姫路の菓子文化。それは甘味としての歴史だけでなく、城下町の文化や産業と深く結びつきながら育まれてきました。株式会社白鷺陣屋の会長かつ姫路菓子組合顧問の井上賢さんに話を聞きました。
江戸時代後期、財政難に直面した姫路藩では産業振興の一環として和菓子づくりが奨励されました。藩士や技術者が江戸や京都、長崎へ派遣され、茶の湯文化とともに菓子の技術や美意識が城下町に根づいていったといいます。

2008年、姫路で開催された「全国菓子大博覧会・兵庫(通称:姫路菓子博)」は、県庁所在地以外では初めての開催でした。「神戸ではやらないということを聞き、それでは姫路でやらせてほしいと声を上げました」と、井上さんは当時のことを振り返ります。そこから大きな挑戦が動き出しました。
開催に向けて井上さんが重視したのは、責任の所在を曖昧にしないことでした。行政、業界、関係団体全員が当事者として責任を担う体制を明確にしたことが、結果として全国から高い評価を受ける運営につながったといいます。
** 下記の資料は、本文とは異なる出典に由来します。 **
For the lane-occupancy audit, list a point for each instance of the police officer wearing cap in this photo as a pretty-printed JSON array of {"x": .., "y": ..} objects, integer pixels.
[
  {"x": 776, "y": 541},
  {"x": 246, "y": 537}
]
ひめじ菓子博を象徴する取り組みの一つが、伝統工芸菓子「白鷺の夢」です。和菓子職人と洋菓子職人が分野の垣根を越えて協働し、姫路城と大名行列をモチーフにした大作を制作しました。完成した作品は、美術館や博物館に「芸術作品」として展示されました。「食材を使ったものを展示するのは、本来は難しいことです。でも、あれは“菓子”という枠を超えた芸術品として認めてもらえたのだと、大変感激したことを覚えています」と、井上さんは当時の気持ちを振り返ります。
制作期間はおよそ1年。職人たちは通常の業務を終えた後、夜なべをしながら作業を重ねました。「技術だけなら教えられる。でも、あれ以上のものは作れない。魂が入っているから」という制作に携わった関係者の言葉が、工芸菓子に込められた思いの深さを物語っています。菓子博の成功をきっかけに、姫路菓子組合は大きく方向転換しました。それまでの親睦中心の組合運営から、「活動する組合」へと歩みを進めていきます。


井上さんが特に大切にしてきたのは、情報の公平な共有です。法改正への対応や講習会の開催など、個店では難しい取り組みを団体の力で支える姿勢は、現在も受け継がれています。原材料費の高騰や為替の影響など、菓子業界を取り巻く環境は年々厳しさを増しています。それでも井上さんは、姫路の菓子文化には、まだ多くの可能性があると見ています。
「歴史は、しまい込んでしまったら終わりです。人が関わり続けてこそ、次の世代に伝わっていくのだと思います」と、井上さんは次の世代への期待も語ります。長年受け継がれてきた姫路の菓子文化は、今もなお、人の手と想いによって更新され続けています。